Elif Shafak | There are Rivers in the Sky

Tue 17 Sep 2024 | 7:30pm - 8:30pm

Elif Shafak
Robert-Macfarlane-credit-Angus-Muir-web

A new novel from internationally best-selling  author and activist, Elif Shafak, is always a moment for celebration.

There Are Rivers in the Sky is the story of one lost poem, two great rivers and three remarkable lives – all connected by a single drop of water. This rich, sweeping novel spans centuries, continents, and cultures, entwined by rivers, rains and waterdrops 

In the ruins of Nineveh, that ancient city of Mesopotamia, there lies hidden in the sand fragments of a long-forgotten poem, the Epic of Gilgamesh.

In Victorian London, an extraordinary child is born at the edge of the dirt-black Thames.  

In 2014 Turkey, Narin, a Yazidi girl living by the River Tigris, waits to be baptised with water brought from the holy site of Lalish in Iraq. 

In 2018 London, broken-hearted Zaleekhah, a hydrologist, moves to a houseboat on the Thames to escape the wreckage of her marriage.

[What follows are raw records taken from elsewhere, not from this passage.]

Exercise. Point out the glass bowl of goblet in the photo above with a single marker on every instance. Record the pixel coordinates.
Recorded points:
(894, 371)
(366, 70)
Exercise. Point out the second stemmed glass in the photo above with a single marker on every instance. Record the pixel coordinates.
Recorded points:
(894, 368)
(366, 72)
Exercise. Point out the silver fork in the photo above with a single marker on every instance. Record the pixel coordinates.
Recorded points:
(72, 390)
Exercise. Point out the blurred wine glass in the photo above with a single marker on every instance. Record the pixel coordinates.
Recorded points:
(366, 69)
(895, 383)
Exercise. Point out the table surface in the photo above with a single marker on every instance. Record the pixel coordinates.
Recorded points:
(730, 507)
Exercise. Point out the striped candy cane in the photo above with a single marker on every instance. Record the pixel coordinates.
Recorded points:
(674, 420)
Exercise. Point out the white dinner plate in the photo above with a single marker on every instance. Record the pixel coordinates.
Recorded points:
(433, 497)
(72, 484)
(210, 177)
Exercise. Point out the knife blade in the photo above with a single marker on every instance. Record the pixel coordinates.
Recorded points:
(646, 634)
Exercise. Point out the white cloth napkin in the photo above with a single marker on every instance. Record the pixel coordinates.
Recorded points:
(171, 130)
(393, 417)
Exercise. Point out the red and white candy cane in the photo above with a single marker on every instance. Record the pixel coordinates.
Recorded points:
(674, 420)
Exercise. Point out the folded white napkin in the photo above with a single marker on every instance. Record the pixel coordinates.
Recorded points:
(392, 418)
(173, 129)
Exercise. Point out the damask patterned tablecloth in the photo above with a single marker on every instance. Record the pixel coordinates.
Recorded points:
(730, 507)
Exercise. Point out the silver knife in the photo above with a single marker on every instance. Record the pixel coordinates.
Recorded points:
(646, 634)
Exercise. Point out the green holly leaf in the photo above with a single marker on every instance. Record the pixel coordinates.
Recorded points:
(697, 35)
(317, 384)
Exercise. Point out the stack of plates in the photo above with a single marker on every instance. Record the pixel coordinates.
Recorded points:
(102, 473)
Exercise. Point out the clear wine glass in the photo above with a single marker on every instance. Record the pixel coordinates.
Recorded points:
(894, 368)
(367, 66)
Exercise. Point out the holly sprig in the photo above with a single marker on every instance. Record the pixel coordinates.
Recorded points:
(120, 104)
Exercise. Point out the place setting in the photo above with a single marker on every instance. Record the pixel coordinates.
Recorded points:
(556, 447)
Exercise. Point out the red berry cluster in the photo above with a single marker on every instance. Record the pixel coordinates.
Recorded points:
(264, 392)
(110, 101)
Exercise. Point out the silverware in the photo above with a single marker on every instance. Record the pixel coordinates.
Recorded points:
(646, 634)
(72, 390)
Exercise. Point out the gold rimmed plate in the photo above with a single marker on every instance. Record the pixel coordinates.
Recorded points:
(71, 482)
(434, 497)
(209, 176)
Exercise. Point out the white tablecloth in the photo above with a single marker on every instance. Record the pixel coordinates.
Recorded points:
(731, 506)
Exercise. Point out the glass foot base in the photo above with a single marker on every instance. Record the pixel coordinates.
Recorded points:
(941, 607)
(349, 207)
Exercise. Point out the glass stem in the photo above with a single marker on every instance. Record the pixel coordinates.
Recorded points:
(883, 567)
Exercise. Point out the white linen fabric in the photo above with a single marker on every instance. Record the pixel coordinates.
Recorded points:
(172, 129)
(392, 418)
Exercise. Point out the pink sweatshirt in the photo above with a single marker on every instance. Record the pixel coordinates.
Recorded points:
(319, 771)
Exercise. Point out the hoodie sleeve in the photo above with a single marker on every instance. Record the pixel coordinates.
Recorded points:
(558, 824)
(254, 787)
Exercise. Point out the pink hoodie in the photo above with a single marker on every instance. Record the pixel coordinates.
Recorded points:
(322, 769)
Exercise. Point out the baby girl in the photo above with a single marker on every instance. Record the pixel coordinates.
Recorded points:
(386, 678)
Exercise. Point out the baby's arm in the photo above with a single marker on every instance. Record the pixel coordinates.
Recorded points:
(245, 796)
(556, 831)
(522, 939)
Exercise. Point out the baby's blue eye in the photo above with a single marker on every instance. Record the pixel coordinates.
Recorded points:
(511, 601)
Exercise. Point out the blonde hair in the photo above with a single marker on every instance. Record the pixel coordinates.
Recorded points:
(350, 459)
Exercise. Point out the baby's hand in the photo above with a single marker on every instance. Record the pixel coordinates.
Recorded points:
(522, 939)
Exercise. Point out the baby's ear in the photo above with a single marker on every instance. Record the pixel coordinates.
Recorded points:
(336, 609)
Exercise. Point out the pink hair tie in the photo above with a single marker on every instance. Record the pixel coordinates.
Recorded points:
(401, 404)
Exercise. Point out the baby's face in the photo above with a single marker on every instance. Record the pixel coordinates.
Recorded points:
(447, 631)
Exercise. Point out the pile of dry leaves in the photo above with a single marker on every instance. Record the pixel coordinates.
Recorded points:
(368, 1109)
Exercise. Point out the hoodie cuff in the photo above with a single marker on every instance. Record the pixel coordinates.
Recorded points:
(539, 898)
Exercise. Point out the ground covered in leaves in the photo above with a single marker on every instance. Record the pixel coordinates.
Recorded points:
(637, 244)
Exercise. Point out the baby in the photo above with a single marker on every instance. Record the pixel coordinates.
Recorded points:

In conversation with Robert Macfarlane

Venue: University Arms Hotel

Duration: 1 hour

Tickets available soon.

Author Biography

Elif Shafak is an award-winning British Turkish novelist whose work has been translated into fifty-five languages. The author of nineteen books, twelve of which are novels, she is a bestselling author in many countries around the world. Shafak’s last novel, The Island of Missing Trees, was a top ten Sunday Times bestseller, a Reese Witherspoon Book Club pick and was shortlisted for the Costa Novel Award and the Women’s Prize. Her previous novel 10 Minutes 38 Seconds in this Strange World was shortlisted for the Booker Prize and the RSL Ondaatje Prize; longlisted for the Dublin Literary Award; and chosen as Blackwell’s Book of the Year. Her novel The Forty Rules of Love was chosen by the BBC as one of the 100 books that shaped our century. Shafak was awarded the Halldór Laxness International Literature Prize for her contribution to ‘the renewal of the art of storytelling.’  She is an Honorary Patron of the Cambridge Literary Festival and in 2024 she delivered the second lecture in the  ‘Room of One’s Own Lecture’ series at the Spring 2024 Festival.

Chair Biography

Robert Macfarlane is an author and academic. He regularly writes for publications including the Guardian and the Times. His writing often blurs ideas of genre and form and he regularly collaborates with artists, film-makers, photographers and musicians. His first book, Mountains of the Mind won the Guardian First Book Award and the Somerset Maugham Award. His other works include, The Old WaysLandmarks as well as The Lost Words and The Lost Spells, children’s books of nature spells created in partnership with artist Jackie Morris. His most recent book was Underlands (2019). Robert is a Fellow at Emmanuel College, Cambridge, and is an Honorary Patron of the festival.